About the Value of My Voice

I started singing when I was about 8 years old. I took private lessons until I was about 15. I was involved in drama club and chorus (..and many other activities). I loved performing and connecting with other people through music. I used my voice to share my thoughts with the world, to meet other peoples and to maybe reach someone who didn’t have the words to describe how they were feeling.

I’ve never really been described as shy or quiet. I genuinely enjoy doing presentations/speaking engagements. People have always told me that they love the sound of my voice. I’ve even made a few friends throughout my life because they were intrigued by my voice ..which I guess sounds kind of weird now that I’m typing it, but whatever. I roll with it!

I’m also not the loudest one in the room. I like to think of myself as a happy medium. I feel comfortable opening up and I’m not afraid to use my voice, but I’m also not the one who’s very loud and in your face.

I stopped singing or performing about 6 years ago. Once I started college, I didn’t like how competitive it became. I use my voice in a much different way now, but it’s still so, so valuable to me.

Over the past few months I’ve noticed my voice sounds and feels very hoarse and raspy. It’s become challenging for me to project in normal settings like restaurants. I have to repeat myself a lot for other people to understand me. A few weeks ago, I found out I have cysts on my vocal cords which are causing the issue. I’m so grateful it’s not anything worse and is a treatable situation. However, it’s definitely stopped me in my tracks.

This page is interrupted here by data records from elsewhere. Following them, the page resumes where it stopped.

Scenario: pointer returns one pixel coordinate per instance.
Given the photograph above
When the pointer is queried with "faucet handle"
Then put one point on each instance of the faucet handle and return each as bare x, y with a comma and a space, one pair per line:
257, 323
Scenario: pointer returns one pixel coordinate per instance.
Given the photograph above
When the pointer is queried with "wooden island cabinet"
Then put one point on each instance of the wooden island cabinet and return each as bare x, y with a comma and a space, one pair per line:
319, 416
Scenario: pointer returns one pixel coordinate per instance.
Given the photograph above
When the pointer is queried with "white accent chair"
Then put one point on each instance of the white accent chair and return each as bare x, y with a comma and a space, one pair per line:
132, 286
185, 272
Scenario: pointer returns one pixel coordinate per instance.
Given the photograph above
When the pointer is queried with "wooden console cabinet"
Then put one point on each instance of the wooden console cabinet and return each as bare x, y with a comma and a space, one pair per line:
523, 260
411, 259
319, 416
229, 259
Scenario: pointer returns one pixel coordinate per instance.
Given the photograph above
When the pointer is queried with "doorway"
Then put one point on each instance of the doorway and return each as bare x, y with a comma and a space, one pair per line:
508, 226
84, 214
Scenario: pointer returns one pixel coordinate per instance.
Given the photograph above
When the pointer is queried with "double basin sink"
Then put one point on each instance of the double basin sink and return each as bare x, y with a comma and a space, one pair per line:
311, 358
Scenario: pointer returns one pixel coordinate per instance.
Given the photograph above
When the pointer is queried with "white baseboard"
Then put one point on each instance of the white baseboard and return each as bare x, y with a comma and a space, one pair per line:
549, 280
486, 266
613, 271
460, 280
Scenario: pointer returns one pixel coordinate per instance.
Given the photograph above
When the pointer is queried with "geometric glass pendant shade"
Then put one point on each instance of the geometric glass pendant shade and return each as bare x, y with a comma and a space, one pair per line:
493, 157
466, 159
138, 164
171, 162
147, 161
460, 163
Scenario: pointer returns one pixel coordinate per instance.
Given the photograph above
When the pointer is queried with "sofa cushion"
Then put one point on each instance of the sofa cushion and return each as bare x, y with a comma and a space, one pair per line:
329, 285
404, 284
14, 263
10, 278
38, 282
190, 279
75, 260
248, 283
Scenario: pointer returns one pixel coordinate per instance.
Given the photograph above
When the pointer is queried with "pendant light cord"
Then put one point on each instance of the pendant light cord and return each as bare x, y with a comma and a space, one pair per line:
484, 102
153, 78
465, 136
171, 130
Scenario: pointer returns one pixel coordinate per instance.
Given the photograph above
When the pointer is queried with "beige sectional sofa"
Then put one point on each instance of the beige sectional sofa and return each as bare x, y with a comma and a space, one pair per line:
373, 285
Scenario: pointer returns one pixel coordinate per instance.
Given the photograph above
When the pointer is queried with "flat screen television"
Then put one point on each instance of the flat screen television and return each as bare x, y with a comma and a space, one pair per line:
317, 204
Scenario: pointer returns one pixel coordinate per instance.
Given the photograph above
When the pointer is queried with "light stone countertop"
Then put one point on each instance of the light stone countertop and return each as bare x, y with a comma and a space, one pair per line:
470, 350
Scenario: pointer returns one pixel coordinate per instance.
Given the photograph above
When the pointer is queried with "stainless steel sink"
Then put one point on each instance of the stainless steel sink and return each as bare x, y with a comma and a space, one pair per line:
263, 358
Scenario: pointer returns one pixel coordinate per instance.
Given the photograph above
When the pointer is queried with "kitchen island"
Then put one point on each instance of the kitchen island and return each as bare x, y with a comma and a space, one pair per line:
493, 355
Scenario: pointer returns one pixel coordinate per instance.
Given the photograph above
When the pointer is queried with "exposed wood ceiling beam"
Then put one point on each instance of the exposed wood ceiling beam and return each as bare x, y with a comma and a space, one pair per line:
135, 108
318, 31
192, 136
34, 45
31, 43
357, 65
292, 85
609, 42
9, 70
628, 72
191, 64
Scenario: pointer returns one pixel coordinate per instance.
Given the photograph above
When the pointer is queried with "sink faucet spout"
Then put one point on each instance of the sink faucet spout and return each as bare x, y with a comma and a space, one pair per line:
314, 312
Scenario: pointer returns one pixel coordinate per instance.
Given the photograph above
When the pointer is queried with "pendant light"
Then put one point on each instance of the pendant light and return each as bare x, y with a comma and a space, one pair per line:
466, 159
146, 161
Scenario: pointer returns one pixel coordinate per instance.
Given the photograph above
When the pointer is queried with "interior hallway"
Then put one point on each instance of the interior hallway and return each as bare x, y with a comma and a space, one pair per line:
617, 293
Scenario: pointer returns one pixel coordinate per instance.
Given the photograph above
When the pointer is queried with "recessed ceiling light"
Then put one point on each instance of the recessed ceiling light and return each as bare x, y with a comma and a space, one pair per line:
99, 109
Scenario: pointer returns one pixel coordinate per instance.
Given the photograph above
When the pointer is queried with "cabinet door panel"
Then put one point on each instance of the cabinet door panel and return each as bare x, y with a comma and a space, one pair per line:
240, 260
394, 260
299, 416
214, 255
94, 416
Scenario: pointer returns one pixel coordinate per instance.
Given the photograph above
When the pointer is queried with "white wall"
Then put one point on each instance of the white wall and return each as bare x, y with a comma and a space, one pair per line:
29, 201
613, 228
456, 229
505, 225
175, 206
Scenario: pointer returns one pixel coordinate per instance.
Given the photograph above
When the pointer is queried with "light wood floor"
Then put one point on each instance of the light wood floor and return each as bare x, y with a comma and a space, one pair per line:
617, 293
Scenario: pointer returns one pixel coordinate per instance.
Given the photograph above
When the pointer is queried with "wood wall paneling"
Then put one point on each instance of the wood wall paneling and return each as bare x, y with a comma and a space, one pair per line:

I’ve been thinking a lot about speaking/my voice and what it means to me.

I use my voice to provide space for others every single day.

I use my voice to advocate, to communicate, and to connect with others.

I use it to teach, to explore and to serve.

My voice is my tool for work. Without it, it’d be really hard to do what I love most as a life coach and therapist.

I use my voice to laugh, to express myself and to navigate so much of this world.

It shows up for me in so many ways.

Here’s the thing.. there are lots of people in this world who have so much to share, contribute and give but don’t have the power to do so.

Our voice allows us to do so many things in the world.

A part of my treatment is becoming much more mindful of how/when I use my voice and resting it as much as possible (when I’m not working).

If using your voice is something that you struggle with in some capacity, whether it’s communicating with others, setting boundaries or standing up for what you believe in, here are some take-aways from what I’ve learned from the past few weeks.

  1. You matter and your voice matters. Don’t question how much you really have to offer the world. It’s a lot and irreplaceable.
  2. You don’t have to be the loudest one in the room to express your needs. If using your voice doesn’t feel like the best way to express your needs, try writing a letter, sending an email or maybe creating art.
  3. There’s always room to adjust as you see fit. For me right now, that looks a lot like more journaling, more listening and more reading. It’s been pretty nice as we transition into cooler weather to have some extra quiet moments.
  4. If you have your voice, and it’s healthy, appreciate it! I have a new depth of gratitude for all that my little vocal cords do day in and day out to support me.
  5. Listening holds tremendous value. Sometimes you don’t need to say anything at all to show your love and support for yourself or others.
  6. MINDFULNESS – this honestly just pops up everywhere!! I am developing a much deeper awareness around the use of my voice and words. It takes effort to slow down and really pay attention.
  7. Personal growth and self care come in many different forms. For me right now, going to voice therapy, practicing the exercises and being patient with myself IS my self care. I am challenging myself and growing as a person because of it. It doesn’t require any fancy baths or expensive massages.